Unfortunately, it plays a bit like an introductory effort: a sprawling map, lots of unimplemented stuff in the room description, not enough synonyms, and even a place where I got caught because my usual plow-through methods don't work (TADS lets you X ALL, SEARCH ALL and L UNDER ALL.) The rejection methods are a bit weak, with "ATTACK RAMON" giving "You don't know how to do that." This isn't a creative fault of itself, but it does force the player to be familiar with text adventure tropes. And if they are, they'll probably be familiar enough with other things that the game never gives any surprise. The thing is--a synonym doesn't make a game by itself, but you miss a few, and the player has trouble.
And while there are no obvious howlers, it's a bit too predictable. I sort of figured everyone was in on it, and the people there to help me felt paper thin. Marla and Ella are...just names. The score is based on killing people, including one insane person. And what's worse, you never do see your status. There are plenty of foods to eat to replenish your health, but you don't have a health bar anywhere (you need to type SCORE, which gives your enemies a free attack, as does X ENEMY to get their hit points,) and when you grab the police chief's burger during that big fight and the game comments it tastes good, it's the wrong sort of stoicness.
But I think this game has decent organization. It's better than the IFComp 2014 TADS game Slasher Swamp, which sort of checked off on the various elements of a swamp/horror movie and gave you a lot of locations without going into detail. Mean Streets is more orderly and constrained, without anything disbelievable, or painful mapping where going east twice leads you back where you were. It's just--when I was told I couldn't go somewhere, I figured, oh, I need to figure why person X is in on it. Hm, who else is? There was some fiddly stuff with ENTER GREEN disambiguating to the green key or green door? And not having directions to enter the door. And the formula of finding an X KEY in a drawer, using it to unlock an X, and moving on.
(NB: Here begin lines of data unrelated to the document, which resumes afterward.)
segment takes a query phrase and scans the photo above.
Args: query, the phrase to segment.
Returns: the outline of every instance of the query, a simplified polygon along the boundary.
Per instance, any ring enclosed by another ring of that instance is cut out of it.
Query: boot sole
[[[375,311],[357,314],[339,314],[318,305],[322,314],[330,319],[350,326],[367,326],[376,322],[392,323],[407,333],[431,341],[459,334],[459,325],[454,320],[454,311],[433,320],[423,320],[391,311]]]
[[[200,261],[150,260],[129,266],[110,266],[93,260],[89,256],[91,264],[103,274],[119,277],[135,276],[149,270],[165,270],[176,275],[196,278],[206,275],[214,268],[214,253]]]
The game feels free of basic bugs. But it doesn't really have a pulse, and it only feels noir because it told me so. It's a bit paint-by-numbers, which is nothing to be ashamed of, and I hope I'm not being too harsh. I'd like to be able to ask Ella about more, or Marla, or even Samson. It's too tidy how he commits suicide. We don't have enough of Dirk's back story. So I wound up checking off on what to do instead of wondering what Dirk does next.
We need these sorts of efforts to learn on. This may be particularly harsh. I'd like to see a lot more attention to detail
in a remake. From IFDB, it seems the author has already made progress,
and that's good. The author has contacted me, and I think they'll be trying a bit more, later. I look forward to them making a post-comp release. I think one big thing about that first release is that you don't realize what can or should be done, but if you'd known... and ParserComp seems to allow you to fix this in a less competitive environment than IFComp.